The Taliban have called on Western countries to stop evacuating and resettling educated and skilled Afghans abroad, saying the practice hurts Afghanistan.
Boasting about improved security in the war-ravaged country, Taliban leaders say all Afghans, including those who had worked for the previous Afghan government, are safe at home and can live and work freely.
"The world should also listen to this message that they should not open [immigration] cases for Afghans under the impression that their lives are at risk here," Amir Khan Muttaqi, Taliban acting foreign minister, said on Tuesday.
"They should not hurt Afghanistan's talents, Afghanistan's scientific cadres and Afghanistan's prides, and should not take them out of this country."
Tens of thousands of Afghans, mostly educated individuals who worked under the previous U.S.-backed government, have fled their country over the past two years fearing Taliban persecution.
The United Nations and other human rights groups have accused the Taliban of extrajudicial detention, torture and execution of some members of the former Afghan security personnel — charges the Taliban deny.
The United States, Canada and several European countries have admitted more than 150,000 Afghan refugees and asylum-seekers since the Taliban seized power in August 2021.
Last week, Khairullah Khairkhwa, Taliban acting minister for information and culture, alleged that Kabul University lecturers were receiving invitations from abroad to apply for migration.
The remarks were made in response to media reports that more than half of Kabul University lecturers, about 400 individuals, have migrated out of Afghanistan largely because of security concerns, Taliban restrictions, and other social and economic hardships.
Hundreds of media professionals have also left Afghanistan, leading to significant setbacks to free media, according to Reporters Without Borders.
Risky migration
Last week, the bodies of 18 Afghan emigrants, who died in February while being smuggled to Europe, were brought to Kabul.
It took several months to transfer the bodies from Bulgaria to Afghanistan, for which Taliban officials blame "unjust" Western sanctions.
The Taliban regime is not recognized by any country, and the United States has imposed terrorism-related economic and travel sanctions on Taliban leaders and institutions.
Dozens of Afghans, including women and children, reportedly perished in a shipwreck off the southern coast of Italy in February.
At least 1,645 Afghan migrants were reported missing or dead from 2014 to 2022, according to the International Organization for Migration.
Millions of Afghans are scattered around the world as refugees, asylum-seekers and emigrants, according to the U.N. Refugee Agency, which has ranked Afghanistan as the fourth-largest refugee exporting country in the world after Syria, Venezuela and Ukraine.
Insecurity, poverty, unemployment and expectations of better living conditions are considered the main drivers of migration from Afghanistan.
In public statements, Taliban officials offer immediate employment to Afghans with specific technical expertise.
"Send me anyone with a Ph.D. or master's degree in geodesy, exploration or probing of fuel, and I will employ him the next day," Shahabuddin Delawar, Taliban minister for mines, said last week.
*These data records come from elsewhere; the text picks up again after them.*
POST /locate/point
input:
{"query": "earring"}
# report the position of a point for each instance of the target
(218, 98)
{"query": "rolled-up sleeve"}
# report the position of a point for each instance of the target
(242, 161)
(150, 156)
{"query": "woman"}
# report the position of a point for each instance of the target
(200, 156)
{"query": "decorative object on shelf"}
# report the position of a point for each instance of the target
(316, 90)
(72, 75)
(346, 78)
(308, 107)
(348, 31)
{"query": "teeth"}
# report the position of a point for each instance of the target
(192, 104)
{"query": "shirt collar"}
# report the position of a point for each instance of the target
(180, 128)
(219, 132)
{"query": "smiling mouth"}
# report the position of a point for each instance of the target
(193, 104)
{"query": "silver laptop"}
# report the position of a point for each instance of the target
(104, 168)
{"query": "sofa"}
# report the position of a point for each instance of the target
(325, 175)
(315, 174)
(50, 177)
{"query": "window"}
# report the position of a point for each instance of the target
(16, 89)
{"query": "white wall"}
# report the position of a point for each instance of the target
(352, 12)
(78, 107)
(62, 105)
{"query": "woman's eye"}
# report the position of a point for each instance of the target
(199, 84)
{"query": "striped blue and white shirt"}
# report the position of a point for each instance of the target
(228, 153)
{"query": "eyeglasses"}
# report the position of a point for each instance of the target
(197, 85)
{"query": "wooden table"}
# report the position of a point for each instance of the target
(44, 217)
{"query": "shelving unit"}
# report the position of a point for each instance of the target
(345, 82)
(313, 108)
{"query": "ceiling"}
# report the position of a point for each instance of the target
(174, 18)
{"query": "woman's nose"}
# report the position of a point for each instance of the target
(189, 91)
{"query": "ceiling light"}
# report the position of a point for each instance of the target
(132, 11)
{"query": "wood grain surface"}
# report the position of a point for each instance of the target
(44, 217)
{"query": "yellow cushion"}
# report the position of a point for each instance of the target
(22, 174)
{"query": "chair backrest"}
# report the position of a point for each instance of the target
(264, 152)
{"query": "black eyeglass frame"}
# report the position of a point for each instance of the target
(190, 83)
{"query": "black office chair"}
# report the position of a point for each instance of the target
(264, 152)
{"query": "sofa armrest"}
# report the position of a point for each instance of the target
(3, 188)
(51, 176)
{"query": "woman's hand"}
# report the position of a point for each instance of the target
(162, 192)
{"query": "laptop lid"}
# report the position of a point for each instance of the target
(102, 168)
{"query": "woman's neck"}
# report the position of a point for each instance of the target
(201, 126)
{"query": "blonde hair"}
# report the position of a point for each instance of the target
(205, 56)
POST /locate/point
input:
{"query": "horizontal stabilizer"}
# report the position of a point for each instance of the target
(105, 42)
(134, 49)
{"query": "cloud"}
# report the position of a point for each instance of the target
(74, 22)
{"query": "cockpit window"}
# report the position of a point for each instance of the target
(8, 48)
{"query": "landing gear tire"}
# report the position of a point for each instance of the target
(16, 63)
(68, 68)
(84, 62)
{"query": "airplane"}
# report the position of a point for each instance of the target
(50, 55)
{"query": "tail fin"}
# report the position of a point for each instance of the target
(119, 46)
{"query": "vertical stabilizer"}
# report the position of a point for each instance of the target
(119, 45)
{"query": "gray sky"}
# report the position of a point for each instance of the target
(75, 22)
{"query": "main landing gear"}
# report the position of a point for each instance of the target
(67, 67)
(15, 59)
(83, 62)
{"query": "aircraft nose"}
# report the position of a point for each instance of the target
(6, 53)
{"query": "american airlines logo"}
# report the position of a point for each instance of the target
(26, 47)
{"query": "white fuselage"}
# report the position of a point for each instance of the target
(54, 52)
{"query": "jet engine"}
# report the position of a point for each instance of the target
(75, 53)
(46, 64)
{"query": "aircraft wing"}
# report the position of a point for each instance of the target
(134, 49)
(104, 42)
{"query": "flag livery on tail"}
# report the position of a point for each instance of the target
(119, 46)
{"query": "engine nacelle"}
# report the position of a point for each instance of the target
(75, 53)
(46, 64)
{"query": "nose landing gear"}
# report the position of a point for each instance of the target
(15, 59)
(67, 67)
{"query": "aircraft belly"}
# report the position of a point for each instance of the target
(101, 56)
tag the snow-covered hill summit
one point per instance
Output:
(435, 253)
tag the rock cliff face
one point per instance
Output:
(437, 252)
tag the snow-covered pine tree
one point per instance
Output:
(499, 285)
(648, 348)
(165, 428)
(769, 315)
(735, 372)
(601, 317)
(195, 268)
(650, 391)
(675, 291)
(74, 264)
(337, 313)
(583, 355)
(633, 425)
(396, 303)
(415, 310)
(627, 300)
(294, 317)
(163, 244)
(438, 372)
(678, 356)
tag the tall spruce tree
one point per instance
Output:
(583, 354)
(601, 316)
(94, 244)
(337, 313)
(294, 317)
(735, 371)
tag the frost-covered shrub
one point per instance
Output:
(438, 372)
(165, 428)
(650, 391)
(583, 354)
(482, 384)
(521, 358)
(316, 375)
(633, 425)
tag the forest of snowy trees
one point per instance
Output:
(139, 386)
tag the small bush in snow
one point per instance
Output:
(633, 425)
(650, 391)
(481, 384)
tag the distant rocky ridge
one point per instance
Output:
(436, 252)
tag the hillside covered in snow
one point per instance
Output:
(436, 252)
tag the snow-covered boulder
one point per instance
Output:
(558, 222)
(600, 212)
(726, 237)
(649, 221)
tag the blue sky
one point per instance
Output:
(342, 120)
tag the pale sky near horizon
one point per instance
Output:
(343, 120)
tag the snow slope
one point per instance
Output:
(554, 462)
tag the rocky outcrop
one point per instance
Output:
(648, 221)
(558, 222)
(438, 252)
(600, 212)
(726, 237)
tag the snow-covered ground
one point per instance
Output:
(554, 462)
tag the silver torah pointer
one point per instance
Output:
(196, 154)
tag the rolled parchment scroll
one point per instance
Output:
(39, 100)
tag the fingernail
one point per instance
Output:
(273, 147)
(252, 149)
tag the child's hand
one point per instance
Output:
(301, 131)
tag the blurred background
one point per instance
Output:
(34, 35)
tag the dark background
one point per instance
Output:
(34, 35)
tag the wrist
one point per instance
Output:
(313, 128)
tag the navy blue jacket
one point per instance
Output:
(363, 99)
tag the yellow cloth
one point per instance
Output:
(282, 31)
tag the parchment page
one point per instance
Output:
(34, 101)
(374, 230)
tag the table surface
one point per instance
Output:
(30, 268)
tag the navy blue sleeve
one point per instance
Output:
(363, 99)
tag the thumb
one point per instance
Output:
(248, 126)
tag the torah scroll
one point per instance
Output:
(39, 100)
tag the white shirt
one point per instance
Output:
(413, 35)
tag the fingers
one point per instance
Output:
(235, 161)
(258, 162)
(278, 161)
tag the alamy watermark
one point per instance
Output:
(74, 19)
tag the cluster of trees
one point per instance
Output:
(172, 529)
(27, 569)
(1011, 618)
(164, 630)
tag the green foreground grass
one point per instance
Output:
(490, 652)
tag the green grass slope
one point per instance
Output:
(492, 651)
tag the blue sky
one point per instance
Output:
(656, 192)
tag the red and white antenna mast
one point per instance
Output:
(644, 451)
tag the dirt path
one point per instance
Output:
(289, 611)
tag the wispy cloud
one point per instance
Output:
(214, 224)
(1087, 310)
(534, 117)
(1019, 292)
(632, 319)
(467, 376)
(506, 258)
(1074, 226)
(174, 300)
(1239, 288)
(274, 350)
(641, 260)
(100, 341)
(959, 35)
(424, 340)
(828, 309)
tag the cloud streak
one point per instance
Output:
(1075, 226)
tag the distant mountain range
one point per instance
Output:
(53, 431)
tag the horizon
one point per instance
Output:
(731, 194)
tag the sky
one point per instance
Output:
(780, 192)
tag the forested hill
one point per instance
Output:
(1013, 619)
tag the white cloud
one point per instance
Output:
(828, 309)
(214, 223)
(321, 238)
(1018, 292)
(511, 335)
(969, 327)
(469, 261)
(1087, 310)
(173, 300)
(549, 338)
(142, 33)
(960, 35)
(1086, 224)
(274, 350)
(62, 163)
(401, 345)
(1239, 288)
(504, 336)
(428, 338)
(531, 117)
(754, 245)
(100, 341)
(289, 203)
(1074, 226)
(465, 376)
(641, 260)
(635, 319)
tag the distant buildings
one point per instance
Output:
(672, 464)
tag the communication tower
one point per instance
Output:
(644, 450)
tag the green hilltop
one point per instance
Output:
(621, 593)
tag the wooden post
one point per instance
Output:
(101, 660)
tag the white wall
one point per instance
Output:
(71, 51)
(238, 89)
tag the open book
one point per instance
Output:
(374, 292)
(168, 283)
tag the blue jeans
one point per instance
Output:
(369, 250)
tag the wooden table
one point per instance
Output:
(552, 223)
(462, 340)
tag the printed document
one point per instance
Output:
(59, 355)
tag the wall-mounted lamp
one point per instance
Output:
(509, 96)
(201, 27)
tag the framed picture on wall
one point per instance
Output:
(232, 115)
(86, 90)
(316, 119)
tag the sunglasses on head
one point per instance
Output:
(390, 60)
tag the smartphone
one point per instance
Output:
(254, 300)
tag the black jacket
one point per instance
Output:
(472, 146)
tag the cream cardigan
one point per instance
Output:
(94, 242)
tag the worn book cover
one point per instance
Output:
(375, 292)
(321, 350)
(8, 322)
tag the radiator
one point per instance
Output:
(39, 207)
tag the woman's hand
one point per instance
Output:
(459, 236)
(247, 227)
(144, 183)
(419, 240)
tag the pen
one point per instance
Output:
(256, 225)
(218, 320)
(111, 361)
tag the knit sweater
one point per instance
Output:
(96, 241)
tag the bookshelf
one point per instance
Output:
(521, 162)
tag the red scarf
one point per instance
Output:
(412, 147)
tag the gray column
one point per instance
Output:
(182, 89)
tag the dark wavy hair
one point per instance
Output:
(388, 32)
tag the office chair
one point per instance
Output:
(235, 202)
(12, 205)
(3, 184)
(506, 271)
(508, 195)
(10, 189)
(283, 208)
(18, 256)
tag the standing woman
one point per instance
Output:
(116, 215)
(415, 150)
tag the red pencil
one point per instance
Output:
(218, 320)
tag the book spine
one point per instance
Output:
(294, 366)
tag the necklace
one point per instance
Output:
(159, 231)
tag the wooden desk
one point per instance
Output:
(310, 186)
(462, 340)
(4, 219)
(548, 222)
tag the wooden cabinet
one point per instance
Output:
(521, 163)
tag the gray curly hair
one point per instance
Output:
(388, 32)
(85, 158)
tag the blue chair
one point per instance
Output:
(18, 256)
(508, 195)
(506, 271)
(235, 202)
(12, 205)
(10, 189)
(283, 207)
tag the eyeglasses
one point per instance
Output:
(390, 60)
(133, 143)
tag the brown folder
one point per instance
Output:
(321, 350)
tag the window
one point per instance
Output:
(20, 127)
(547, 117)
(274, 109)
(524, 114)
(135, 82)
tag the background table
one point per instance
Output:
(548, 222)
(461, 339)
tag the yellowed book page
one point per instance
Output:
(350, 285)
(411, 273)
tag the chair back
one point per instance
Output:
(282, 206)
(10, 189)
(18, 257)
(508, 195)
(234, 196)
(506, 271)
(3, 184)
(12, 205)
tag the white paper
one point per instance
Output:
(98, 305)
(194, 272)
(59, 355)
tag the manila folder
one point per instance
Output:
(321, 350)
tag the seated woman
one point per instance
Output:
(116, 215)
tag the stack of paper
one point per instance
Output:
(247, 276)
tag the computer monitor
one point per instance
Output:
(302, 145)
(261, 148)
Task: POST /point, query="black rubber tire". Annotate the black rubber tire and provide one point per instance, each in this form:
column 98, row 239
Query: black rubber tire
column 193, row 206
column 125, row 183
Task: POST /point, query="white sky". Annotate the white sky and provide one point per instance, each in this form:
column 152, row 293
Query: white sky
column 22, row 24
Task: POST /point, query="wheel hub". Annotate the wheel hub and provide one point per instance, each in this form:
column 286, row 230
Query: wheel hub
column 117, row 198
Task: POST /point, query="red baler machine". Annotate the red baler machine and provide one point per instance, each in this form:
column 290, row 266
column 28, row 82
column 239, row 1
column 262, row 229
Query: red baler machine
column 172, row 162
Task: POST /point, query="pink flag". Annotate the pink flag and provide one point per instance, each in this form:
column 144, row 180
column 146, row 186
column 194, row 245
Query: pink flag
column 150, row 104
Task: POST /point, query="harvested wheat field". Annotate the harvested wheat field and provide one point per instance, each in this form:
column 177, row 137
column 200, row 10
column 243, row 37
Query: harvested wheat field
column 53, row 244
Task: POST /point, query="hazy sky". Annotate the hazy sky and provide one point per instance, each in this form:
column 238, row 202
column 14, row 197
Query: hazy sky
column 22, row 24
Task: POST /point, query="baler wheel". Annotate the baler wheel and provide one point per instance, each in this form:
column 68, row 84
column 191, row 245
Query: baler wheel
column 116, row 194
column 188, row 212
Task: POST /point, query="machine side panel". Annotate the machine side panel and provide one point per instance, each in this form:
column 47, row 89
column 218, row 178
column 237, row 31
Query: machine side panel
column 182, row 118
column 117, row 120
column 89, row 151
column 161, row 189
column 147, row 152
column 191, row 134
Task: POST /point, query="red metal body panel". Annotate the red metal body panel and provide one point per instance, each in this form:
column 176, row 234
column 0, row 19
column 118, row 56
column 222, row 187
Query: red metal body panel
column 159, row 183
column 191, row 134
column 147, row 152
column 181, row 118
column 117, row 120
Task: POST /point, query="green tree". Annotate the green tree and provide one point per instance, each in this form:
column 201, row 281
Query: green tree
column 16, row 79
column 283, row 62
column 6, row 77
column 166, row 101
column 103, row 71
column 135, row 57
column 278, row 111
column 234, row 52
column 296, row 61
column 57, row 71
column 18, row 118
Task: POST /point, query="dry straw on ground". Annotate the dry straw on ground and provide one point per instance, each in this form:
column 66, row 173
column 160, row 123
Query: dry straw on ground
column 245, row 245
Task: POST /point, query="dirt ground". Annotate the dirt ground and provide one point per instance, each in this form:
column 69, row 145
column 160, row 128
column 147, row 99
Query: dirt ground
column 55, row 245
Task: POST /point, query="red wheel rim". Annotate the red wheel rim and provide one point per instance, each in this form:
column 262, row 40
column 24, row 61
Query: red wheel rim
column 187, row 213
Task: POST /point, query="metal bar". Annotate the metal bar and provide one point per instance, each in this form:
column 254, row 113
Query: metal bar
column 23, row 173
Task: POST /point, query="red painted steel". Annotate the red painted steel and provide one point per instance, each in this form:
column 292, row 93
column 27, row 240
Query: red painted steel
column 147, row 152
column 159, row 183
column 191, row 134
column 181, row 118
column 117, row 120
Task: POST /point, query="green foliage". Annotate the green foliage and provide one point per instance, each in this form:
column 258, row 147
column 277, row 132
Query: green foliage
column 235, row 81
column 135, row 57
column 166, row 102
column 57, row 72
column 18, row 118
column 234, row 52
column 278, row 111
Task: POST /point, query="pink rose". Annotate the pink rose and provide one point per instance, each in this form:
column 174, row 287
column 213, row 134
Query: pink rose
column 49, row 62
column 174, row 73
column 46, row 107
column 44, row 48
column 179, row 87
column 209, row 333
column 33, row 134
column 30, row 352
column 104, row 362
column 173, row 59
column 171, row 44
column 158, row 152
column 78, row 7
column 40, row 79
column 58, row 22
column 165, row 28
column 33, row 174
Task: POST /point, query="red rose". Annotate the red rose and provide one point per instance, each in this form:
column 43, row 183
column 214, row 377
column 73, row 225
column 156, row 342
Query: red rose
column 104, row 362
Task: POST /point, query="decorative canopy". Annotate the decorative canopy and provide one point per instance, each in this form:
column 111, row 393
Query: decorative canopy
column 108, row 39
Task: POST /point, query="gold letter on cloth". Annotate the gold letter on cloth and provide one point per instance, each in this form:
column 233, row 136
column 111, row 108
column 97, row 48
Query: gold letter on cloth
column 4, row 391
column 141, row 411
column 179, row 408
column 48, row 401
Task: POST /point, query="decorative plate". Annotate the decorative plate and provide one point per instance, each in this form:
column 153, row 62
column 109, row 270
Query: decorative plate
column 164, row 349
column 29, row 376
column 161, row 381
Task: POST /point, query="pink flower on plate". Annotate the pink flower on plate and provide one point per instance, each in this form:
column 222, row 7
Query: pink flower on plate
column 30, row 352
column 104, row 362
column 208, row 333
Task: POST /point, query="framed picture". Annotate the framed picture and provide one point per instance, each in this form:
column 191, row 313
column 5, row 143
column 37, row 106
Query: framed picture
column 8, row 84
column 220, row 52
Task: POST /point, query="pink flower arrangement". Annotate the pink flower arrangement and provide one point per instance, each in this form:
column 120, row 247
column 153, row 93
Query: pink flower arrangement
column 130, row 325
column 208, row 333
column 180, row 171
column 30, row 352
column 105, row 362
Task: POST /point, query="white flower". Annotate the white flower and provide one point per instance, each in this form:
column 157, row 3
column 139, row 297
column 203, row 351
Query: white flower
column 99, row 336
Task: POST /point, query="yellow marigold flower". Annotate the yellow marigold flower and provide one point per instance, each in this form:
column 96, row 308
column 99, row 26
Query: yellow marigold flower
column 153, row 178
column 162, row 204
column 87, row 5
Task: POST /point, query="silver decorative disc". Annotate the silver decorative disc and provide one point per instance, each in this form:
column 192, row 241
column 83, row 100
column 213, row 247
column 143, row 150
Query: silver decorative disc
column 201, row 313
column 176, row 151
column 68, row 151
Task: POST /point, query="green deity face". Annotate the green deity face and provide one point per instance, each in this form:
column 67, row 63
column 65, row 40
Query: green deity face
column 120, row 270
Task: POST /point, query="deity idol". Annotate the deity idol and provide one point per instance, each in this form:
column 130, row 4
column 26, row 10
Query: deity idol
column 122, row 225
The Islamist regime has defied widespread international calls to form an inclusive government.
The Taliban have strictly monopolized the government, refusing to share power with any group or non-Taliban individual. Women are particularly excluded for all political and senior positions.
Suspending the constitution, the Taliban have dissolved Afghanistan's national assembly, election bodies and the national human rights commission, and have centered all powers in the hands of their unseen supreme leader.